The idea was that you want a mix of theory and personal experience.

We covered this in class today regarding schizophrenia. I showed them various perspectives and how each has value: 1) A biochemist developing antipsychotic drugs, 2) A neuroscientist expert on dopamine and serotonin pathways, 3) A psychologist expert on behavior, 4) Gabor Mate: an expert on social system psychology and empathy, 5) A woman who actually has schizophrenia. 

I then asked them if each area has value in our understanding of schizophrenia - all students agreed. I then asked them if it is possible to become an expert in one area and lack expertise in another area? E.g. could a biochemist become so immersed in drug design that he knows little of how social phenomena (like stigmatization) can contribute to schizophrenia? (All students agree). I then asked if the woman with schizophrenia is a type of expert, yet lacks expertise in the biochemistry. . . (all students agree). 

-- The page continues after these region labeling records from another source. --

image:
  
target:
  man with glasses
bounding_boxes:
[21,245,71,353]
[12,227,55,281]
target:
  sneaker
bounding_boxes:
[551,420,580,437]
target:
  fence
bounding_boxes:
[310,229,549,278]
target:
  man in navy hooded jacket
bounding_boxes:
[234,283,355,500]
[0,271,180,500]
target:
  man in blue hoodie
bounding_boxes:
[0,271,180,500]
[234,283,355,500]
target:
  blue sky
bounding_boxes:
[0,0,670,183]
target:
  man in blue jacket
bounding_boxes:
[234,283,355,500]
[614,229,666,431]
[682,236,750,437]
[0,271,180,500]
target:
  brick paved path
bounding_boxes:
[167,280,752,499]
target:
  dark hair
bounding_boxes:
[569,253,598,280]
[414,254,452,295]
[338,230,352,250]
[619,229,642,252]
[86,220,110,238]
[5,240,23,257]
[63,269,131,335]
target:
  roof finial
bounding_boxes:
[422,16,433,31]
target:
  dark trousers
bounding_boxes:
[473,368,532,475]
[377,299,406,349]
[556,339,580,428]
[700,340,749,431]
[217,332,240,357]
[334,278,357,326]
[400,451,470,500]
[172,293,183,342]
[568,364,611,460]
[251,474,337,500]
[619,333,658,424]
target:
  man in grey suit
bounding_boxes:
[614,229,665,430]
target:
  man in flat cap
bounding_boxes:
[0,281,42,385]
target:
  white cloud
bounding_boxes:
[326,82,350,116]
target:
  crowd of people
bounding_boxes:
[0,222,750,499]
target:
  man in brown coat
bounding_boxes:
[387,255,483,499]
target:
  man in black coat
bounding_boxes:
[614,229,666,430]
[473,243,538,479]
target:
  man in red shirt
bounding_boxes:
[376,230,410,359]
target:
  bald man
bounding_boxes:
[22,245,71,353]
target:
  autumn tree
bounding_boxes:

Then I asked "Each of the people shown here is an expert in one area. Is it possible to get expertise in multiple areas?". Long pause. . . and then they start to get it. I asked them "Assume I have expertise in neuroscience. Could I do psychedelics to induce temporary psychosis to get direct experience of what psychosis is actually like? Would that expand and deepen my understanding?". Long pause. . . and then they start to get it. I then play a 10min video of a woman describing her experience and encourage the students to try to relate to her and imagine what it's like from her perspective. I prime them by reflecting on their own experience by saying "You've all had a nightmare dream that seemed very real. While you were waking up, there was about 5 seconds in which you couldn't differentiate what was dream and what was real. You may have thought 'Omg, I drove drunk last night and killed someone' or 'the stalker is coming after me. . .', yet then you realized 'Oh, it was just a dream - thank god'. Now imagine that 5 seconds of not knowing extend for your entire day. You never realize it was just a dream and cannot tell what is real and unreal. ". This puts them in a mindset to imagine and relate.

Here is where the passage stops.